"Speech recognition",
"multi-threading with Kinect",
and "making NtKinect's program as DLL"
are explained in
"NtKinect: How to recognize speech with Kinect V2".,
"NtKinect: How to run Kinect V2 in a multi-thread environment",
"NtKinect: How to make Kinect V2 program as DLL and use it from Unity",
respectively.
In this article, we will explain how to create a DLL file for speech recognition.
It should have the following file structure. There may be some folders and files other than those listed, but ignore them now.
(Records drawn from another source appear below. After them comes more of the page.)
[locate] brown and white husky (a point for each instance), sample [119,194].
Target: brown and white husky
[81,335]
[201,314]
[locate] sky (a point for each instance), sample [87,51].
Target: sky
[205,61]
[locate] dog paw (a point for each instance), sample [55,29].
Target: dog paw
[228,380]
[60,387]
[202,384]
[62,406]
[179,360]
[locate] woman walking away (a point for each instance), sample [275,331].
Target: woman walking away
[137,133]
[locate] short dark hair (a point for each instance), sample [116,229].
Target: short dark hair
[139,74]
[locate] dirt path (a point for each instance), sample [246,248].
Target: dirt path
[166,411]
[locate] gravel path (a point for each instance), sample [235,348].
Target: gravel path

NtKinectDll3/NtKinectDll.sln x64/Release/ NtKinectDll/dllmain.cpp NtKiect.h NtKiectDll.h NtKiectDll.cpp stdafx.cpp stdafx.h targetver.h |
Copy KinectAudioStream.cpp , KinectAudioStream.h , and WaveFile.h to the folder where the project source files are located , NtKinectDll3/NtKinectDll/ in this example.
[Notice] KinectAudioStream.cpp is slightly modified to include stdafx.h.The list of the folder is as follows.
NtKinectDll3/NtKinectDll.sln x64/Release/ NtKinectDll/dllmain.cpp NtKiect.h NtKiectDll.h NtKiectDll.cpp stdafx.cpp stdafx.h targetver.h KinectAudioStream.cpp KinectAudioStream.h WaveFile.h |
"Solution Explorer" -> Right-click over the "Source Files" -> "Add" -> "Add existing item" -> select "KinectAudioStream.cpp"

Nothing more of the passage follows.